Results from the project will contribute to models of long-term climate change and human impact on the environment with implications for future land use planning and resource management.

Perez Rodriguez and at Cerro Jazmín talking with a local worker and terrace farmer.

At Cerro Jazmín, Pérez Rodríguez speaks with a local worker and terrace farmer.

“It is in these different regions of Oaxaca, the Mixteca Alta highlands and the coastal region of Río Verde where we see a period of societal change and urban depopulation during the late Classic Period. I will also be working with a colleague from the Universidad Autónoma de San Luis Potosí who will be conducting geomorphic surveys in nearby barrancas in the Nochixtlán Valley — also with the purpose of collecting more paleoclimatic data.”

A fascination exists concerning the societal changes — termed a “collapse — that took place across Mesoamerica in the Late Classic Period.” Indigenous Mixtec and Chatino communities in the highlands did not end, however, Pérez Rodríguez pointed out, but adapted and shifted towards different political and social forms that thrived in the Postclassic Period, from 900 to 1521 AD.

“This was when the Mixtec region became a prominent place, where artistic styles and codices originated. After centuries of depopulation, the urban community of Cerro Jazmín grew again and was part of this Postclassic florescence,” she said.

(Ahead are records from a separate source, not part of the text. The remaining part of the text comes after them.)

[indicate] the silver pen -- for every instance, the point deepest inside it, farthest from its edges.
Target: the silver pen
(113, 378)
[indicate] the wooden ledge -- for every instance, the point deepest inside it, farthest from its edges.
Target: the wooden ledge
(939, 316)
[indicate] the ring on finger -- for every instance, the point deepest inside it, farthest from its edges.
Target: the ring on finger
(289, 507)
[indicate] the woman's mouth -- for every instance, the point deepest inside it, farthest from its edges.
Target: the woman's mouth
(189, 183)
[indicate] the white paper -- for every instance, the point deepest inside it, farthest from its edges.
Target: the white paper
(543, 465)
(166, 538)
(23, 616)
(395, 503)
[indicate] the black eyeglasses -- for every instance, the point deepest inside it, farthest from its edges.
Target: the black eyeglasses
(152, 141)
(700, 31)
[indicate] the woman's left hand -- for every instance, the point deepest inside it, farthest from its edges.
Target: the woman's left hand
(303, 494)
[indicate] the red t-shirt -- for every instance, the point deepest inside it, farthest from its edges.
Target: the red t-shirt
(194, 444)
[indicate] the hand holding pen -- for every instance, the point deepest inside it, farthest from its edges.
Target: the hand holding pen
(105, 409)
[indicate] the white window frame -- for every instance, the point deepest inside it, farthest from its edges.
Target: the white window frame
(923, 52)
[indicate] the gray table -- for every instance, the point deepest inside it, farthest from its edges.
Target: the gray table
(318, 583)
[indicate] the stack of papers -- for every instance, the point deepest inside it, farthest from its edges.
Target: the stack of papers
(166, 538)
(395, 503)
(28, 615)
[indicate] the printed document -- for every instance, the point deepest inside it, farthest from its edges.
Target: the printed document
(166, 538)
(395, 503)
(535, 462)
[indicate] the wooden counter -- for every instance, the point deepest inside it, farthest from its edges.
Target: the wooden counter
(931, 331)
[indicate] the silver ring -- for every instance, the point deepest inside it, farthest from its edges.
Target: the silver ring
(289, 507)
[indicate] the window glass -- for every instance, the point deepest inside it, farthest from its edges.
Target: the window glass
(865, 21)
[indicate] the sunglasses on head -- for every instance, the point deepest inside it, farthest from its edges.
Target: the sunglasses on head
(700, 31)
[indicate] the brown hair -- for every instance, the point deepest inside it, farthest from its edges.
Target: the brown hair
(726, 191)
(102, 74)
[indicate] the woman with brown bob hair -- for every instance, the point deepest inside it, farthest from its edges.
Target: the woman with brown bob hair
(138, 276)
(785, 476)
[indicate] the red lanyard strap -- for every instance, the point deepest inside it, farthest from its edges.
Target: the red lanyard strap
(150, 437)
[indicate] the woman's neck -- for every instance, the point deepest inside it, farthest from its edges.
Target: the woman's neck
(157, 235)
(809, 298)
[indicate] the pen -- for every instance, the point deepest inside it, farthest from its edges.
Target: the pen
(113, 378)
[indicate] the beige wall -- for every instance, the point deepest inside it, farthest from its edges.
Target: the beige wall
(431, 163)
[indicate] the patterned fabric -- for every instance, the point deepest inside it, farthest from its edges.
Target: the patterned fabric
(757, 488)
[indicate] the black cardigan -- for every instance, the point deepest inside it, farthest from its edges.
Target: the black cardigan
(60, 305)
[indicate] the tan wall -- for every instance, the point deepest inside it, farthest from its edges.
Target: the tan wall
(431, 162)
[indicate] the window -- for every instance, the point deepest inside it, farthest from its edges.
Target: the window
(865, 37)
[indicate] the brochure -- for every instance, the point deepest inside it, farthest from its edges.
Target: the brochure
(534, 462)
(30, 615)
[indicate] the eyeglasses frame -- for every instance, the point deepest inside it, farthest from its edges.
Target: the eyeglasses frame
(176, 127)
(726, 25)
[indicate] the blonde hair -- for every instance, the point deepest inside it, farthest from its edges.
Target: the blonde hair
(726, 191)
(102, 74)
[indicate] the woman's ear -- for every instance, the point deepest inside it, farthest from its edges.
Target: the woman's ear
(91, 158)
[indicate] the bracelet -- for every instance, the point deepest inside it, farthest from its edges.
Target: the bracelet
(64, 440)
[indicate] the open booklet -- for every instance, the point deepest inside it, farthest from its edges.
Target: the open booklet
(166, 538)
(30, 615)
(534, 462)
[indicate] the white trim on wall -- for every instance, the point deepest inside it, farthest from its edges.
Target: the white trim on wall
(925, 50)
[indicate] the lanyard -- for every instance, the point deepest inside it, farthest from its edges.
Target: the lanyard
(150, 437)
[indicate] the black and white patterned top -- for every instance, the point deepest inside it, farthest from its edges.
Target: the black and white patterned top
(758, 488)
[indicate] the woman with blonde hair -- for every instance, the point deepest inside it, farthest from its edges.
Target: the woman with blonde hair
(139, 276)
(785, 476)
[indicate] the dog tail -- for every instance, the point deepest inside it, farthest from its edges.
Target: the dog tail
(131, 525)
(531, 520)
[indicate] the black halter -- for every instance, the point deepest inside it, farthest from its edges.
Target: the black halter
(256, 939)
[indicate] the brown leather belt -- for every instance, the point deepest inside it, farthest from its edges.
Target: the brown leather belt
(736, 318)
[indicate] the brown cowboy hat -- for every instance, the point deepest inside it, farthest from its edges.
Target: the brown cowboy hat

“This project in particular will focus on the areas in Cerro Jazmín where we believe there was a reduced but persistent late Classic and early Postclassic occupation, between 600 and 1300 AD. Our research, focusing on residential areas and agricultural spaces and terraces, seeks to learn how those who stayed behind managed, adapted and eventually thrived in a time where the available data points to changing climatic patterns and profound regional political transformations.”

The NSF project calls for up to 12 graduate students to be involved; Pérez Rodríguez was counting on UAlbany doctoral and master’s students, “as well as a few interested and highly-motivated undergraduates,” to be among them. This year’s pandemic changed that, with one doctoral student having to defer for a year because of being refused an F1-student visa.

“My hope is that there will be an end to the pandemic and that we will be able to begin work in the summer of 2021 as scheduled,” said Pérez Rodríguez. “We would have different field seasons, both in the highlands and in the coast from 2021 to 2024. UAlbany students may be able to participate not only in the research I am directing in the highlands, but also in the work that will take place on the coast, working with Arthur Joyce of the University of Colorado Boulder.”

Results from the project will contribute to models of long-term climate change and human impact on the environment with implications for future land use planning and resource management.